Federal District judge Jed Rakoff followed through with a smackdown of the Securities Exchange Commission on Monday, rejecting a settlement between the agency and Citibank that would have imposed a $285 million penalty on the bank without forcing it to admit wrongdoing for betting against mortgage securities that eventually cost investors hundreds of millions of dollars. Rakoff, whose approval was needed to finalize the deal, was not prepared to let Citi quietly slink away from what Wall Street critics allege to be the central crime of the financial crisis–mortgage securitization fraud–without airing the particulars of the case in a public forum. “In any case like this that touches on the transparency of financial markets whose gyrations have so depressed our economy and debilitated our lives,” he wrote, “there is an overriding public interest in knowing the truth.”
Like his earlier remarks, Rakoff’s dramatically phrased decision was a rebuke of the SEC more than the banks, and his legal objection was to the SEC’s request for the court to approve the settlement without laying out the case itself. “In much of the world, propaganda reigns, and truth is confined to secretive, fearful whispers. Even in our nation, apologists for suppressing or obscuring the truth may always be found,” he wrote. “But the SEC, of all agencies, has a duty, inherent in its statutory mission, to see that the truth emerges; and if it fails to do so, this court must not, in the name of deference or convenience, grant judicial enforcement to the agency’s contrivances…. for otherwise, the court becomes a mere handmaiden to a settlement privately negotiated on the basis of unknown facts, while the public is deprived of ever knowing the truth in a matter of obvious public importance.”

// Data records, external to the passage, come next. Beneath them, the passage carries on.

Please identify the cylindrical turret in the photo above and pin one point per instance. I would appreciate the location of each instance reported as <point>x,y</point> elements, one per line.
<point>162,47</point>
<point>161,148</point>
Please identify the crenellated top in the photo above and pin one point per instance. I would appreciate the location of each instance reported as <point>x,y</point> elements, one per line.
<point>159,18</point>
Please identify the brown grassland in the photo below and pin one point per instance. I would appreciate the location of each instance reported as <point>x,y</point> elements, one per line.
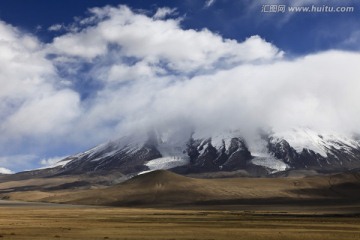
<point>51,222</point>
<point>166,206</point>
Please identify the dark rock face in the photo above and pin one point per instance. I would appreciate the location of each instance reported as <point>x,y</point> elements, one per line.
<point>204,157</point>
<point>230,153</point>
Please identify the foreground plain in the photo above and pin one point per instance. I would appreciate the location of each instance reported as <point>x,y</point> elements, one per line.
<point>79,222</point>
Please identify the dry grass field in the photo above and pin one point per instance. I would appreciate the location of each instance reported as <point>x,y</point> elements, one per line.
<point>165,206</point>
<point>73,222</point>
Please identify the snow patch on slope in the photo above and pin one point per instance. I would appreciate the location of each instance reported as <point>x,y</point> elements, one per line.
<point>165,163</point>
<point>322,143</point>
<point>5,171</point>
<point>270,162</point>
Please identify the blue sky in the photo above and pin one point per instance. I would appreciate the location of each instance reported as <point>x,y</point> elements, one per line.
<point>77,73</point>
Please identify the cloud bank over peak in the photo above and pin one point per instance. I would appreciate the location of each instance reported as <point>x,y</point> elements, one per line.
<point>119,71</point>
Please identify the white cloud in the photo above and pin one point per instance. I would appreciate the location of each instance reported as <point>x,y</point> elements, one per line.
<point>163,12</point>
<point>151,73</point>
<point>209,3</point>
<point>5,171</point>
<point>161,41</point>
<point>56,27</point>
<point>33,99</point>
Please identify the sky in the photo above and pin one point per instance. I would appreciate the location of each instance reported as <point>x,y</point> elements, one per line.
<point>78,73</point>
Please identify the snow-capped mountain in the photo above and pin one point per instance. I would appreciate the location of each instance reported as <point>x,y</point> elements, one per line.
<point>299,148</point>
<point>305,148</point>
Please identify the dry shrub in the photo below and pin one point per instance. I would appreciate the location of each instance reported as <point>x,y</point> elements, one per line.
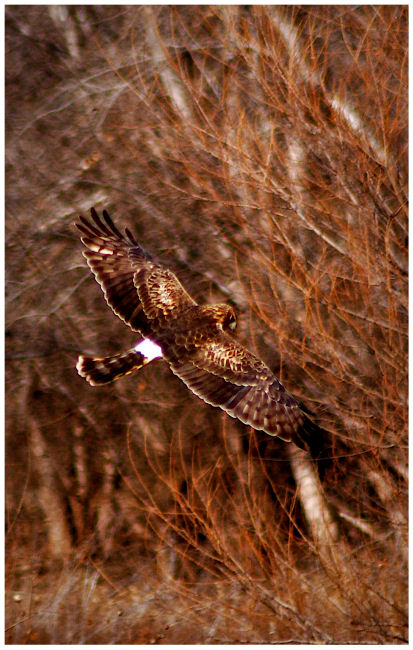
<point>261,153</point>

Monday’s decision could have implications beyond Citibank. Settling out of court with no admission of wrongdoing has frequently been the SEC’s modus operandi in cases like this. If political momentum built in the wake of Rakoff’s ruling and other judges picked up his banner, Wall Street could face a level of scrutiny it has so far avoided.

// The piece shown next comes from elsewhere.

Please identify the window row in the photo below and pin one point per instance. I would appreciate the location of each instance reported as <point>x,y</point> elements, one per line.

Rakoff’s ruling is one small dose of exactly what Wall Street’s critics have been hankering for. The conflict between New York Attorney General Eric Schneiderman (along with Beau Biden, Martha Coakley and Kamala Harris) and lead negotiators of the 50-state mortgage fraud settlement (including the other state AGs and the Obama administration) is basically over whether securitization fraud cases will get swept under the rug. And you’d be hard pressed to find a realistic outcome more appealing to protesters hoisting ‘Jail the Banksters’ signs in Zuccotti Park than a public fraud trial for a major Wall Street institution and a rebuke to what Occupiers see as an overly sympathetic federal government. Judge Rakoff just gave them both of those things.